About 40 patients who received faulty hip implants will go to court tomorrow to seek better compensation for pain and suffering.
The High Court hearing in Wellington concerns a device implanted in about 400 New Zealanders between 2004 and 2010.
The ASR device, made by Johnson & Johnson subsidiary DePuy, was the subject of an international recall in 2010.
One of the claimants, New Zealand lawyer James Elliot, told Nine to Noon many patients suffered from pain, permanent disability, the inability to work and potential metal poisoning.
"What is known is that the two primary constituents of the metal which is involved, which is chromium and cobalt, which are released into the body on a microscopic level and sometimes even greater particles than that, have carcinogenic risks, have long-term organ risks."
Mr Elliot said lives had been ruined and global class action has been the result - in the UK, the US, Ireland, Canada and Australia.
As well, he said, the device maker has relied on medical specialists to tell patients about the recall, and he believed there would be patients with the device implanted who still did not know it may be faulty.
"We don't know that every patient who received one of these devices still, to this day, five or six years on, has been made aware of the fact that they received one of these devices and that they've been recalled.
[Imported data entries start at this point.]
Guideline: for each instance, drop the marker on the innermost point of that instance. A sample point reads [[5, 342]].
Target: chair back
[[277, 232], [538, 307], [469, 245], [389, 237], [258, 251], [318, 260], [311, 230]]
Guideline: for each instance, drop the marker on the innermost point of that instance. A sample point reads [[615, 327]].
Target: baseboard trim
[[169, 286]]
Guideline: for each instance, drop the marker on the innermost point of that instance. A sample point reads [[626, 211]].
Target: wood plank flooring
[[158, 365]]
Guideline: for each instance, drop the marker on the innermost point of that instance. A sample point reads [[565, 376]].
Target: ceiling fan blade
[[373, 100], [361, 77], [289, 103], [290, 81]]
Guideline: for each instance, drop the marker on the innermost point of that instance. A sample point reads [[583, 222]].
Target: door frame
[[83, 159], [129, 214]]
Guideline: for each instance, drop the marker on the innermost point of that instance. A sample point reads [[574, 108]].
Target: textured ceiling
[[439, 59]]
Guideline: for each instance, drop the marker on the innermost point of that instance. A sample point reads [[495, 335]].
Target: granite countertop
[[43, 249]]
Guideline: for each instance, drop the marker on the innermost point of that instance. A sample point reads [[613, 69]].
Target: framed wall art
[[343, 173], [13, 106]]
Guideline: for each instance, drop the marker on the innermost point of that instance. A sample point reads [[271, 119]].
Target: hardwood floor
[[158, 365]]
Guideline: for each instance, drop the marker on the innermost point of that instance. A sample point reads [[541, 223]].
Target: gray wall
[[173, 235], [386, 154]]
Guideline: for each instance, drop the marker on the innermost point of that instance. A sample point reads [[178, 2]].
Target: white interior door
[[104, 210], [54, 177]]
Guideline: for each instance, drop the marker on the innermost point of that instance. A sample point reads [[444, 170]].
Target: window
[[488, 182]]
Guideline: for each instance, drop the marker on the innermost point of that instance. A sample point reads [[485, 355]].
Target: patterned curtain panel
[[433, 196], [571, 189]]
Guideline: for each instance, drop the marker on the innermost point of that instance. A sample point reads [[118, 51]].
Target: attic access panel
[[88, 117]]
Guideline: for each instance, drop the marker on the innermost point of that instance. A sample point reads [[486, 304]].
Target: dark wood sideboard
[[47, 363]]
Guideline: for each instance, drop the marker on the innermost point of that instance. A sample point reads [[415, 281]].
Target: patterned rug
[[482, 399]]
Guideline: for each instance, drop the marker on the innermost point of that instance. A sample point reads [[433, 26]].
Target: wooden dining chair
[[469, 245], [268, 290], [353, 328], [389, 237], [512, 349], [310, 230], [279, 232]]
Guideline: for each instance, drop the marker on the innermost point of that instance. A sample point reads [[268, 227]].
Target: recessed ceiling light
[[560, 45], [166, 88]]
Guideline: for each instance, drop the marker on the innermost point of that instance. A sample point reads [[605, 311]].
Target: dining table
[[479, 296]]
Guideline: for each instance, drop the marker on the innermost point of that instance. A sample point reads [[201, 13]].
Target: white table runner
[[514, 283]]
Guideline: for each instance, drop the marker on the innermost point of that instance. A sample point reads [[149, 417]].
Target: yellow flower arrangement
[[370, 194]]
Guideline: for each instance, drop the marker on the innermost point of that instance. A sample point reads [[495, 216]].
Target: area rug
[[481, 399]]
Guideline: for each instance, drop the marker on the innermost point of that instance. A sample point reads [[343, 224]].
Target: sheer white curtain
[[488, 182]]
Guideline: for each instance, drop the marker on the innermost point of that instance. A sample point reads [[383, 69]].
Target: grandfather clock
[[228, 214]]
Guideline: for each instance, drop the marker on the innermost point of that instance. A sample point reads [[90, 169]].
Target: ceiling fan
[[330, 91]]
It's entirely possible that there are some patients out there who are suffering and who still don't know the reason why."
In this country DePuy has paid for revision surgery and some other costs but has refused to meet major losses by patients, he said.
Under ACC, those who got the implants may seek exemplary or punitive damages but not compensatory damages - and a lawyer acting for the New Zealand patients, Liesel Theron, said that was unfair.
"Just the fact that they happened to be in New Zealand and got it here, to them it seems very unfair that that should make the difference between being fully compensated for the damage that's been caused to them, or not."
She said the hearing tomorrow and Thursday would seek compensatory and exemplary (punitive) damages. It would also seek a declaration that Accident Compensation legislation did not prevent people in this country seeking compensation from overseas companies whose faulty products caused personal injury.
Ms Theron said overseas companies, including Johnson & Johnson, did not contribute to the ACC scheme. If New Zealanders were prevented from holding such companies accountable in negligence or under the Consumer Guarantees Act, the companies were obtaining a windfall at New Zealanders' expense.
Some New Zealand patients have earlier tried to join class action in Britain, but that attempt was unsuccessful.
Australian patients received a $A250m settlement in March after a 17-week trial.